Always 0 may not be the "zero of the polynomial". It can be any number.
• At why is the answer not -1.71 i? I thought if you take the the root of a negative number you have to put i after the answer to specify that it is imaginary.
• He is taking the cube root of -5. If you take an odd powered root like 3, of a negative number your solution is real. For example the cube root of -8 is -2 because -2*-2*-2=-8.
• Just to make sure I understand this:
To find the zero of a polynomial, you have to factor the polynomial until you vet the last expressions. In this case, the polynomial simplified to (3x-8)^3 x (x^3+5). So we just solve (3x-8)^3 for 0 and then (x^3+5) for 0. To get 8/3 and sqrt3. -5 right?. If you enter these x values in the function, it will intercept the x axis, right? Also how would this be useful in real life?
• Yes that is correct, (3x-8)^3 * (x^3 +5) has the zeros x=8/3 and x= -cuberoot(5).
How is this useful in real life? Well, imagine you're throwing a ball and you want to know how far away from you it will hit the ground. If we think of the ground as the x-axis and yourself as the y-axis (your position is at x=0) then using your equation (and there are ways to find the equation of the ball's trajectory) you can find the zeros of the parabolic function and use them to see how far away from you the ball lands.
Hope this helps!
• In the Practice Problems - Zeros of polynomials challenge problems, I can't figure out how to work any of those problems. Below is one example, all of the problems are similar.

The position, p, of a particle is expressed in terms of time as:

p=(a-t)(t-b)(b-t) where a>b

I can't figure out how to work any of those challenge problems. Any help would be greatly appreciated. This is the only section that totally makes no sense to me.

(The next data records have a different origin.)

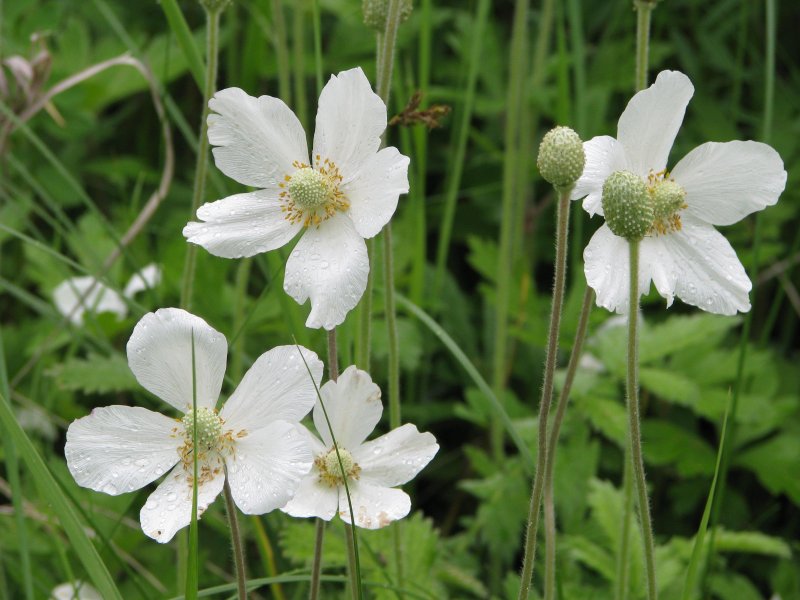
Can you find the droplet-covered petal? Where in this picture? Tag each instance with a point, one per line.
(169, 507)
(257, 139)
(267, 467)
(396, 457)
(160, 356)
(242, 225)
(374, 192)
(726, 182)
(277, 387)
(118, 449)
(650, 122)
(350, 121)
(374, 506)
(330, 266)
(353, 404)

• I understand finding the roots of a polynomial given that at least one of the roots are rational, but how would I find the EXACT roots of a polynomial (mainly a trinominal with four terms) given that all the roots are either irrational or imaginary?

Example: x^3 -2x^2 -4x -6
Grouping doesn't work here
I've tried using the rational roots theorem, then plugging each possible root into the equation, none of them are factors
I don't understand how to find the exact roots of the polynomial given that there are no rational roots.
(1 vote)
• Finding exact roots of a polynomial is, in general, a genuinely hard problem. After polynomials came into popular use, it was about 300 years before we had a decent set of tools for finding roots, with a branch of math called Galois theory.

As it happens, there is an explicit formula for finding the roots of degree-3 polynomials, and another, even more complicated one for degree-4. But there is not, and cannot be, such a formula for equations of degree 5 and up.

The way to find roots of 3rd-degree equations is described here:
https://qr.ae/TUhUjK
• how would we find the four remaining non-real complex roots?
• This polynomial has no complex roots.
Yes, the polynomial should have 6 roots. However, there reason we have only 2 roots is because there are duplicates.
(3x-8)^3=0 means there are 3 roots that are exactly the same.
If you write this without the exponent, you see the 3 factors
(3x-8)(3x-8)(3x-8)=0
Use the zero produce rule, separate & solve and you get 3 identical values:
3x-8 = 0 creates 8/3
3x-8 = 0 creates 8/3
3x-8 = 0 creates 8/3
This is called multiplicity-- Multiple roots that are the same.
The same thing is happening with x^3 = -5. This represents 3 matching roots.
So, all 6 roots are accounted for, there are just 4 values that are duplicates.
Hope this helps.
(1 vote)
• How are the other 2 complex roots found in this equation?
• how is 8/3 equal to zero?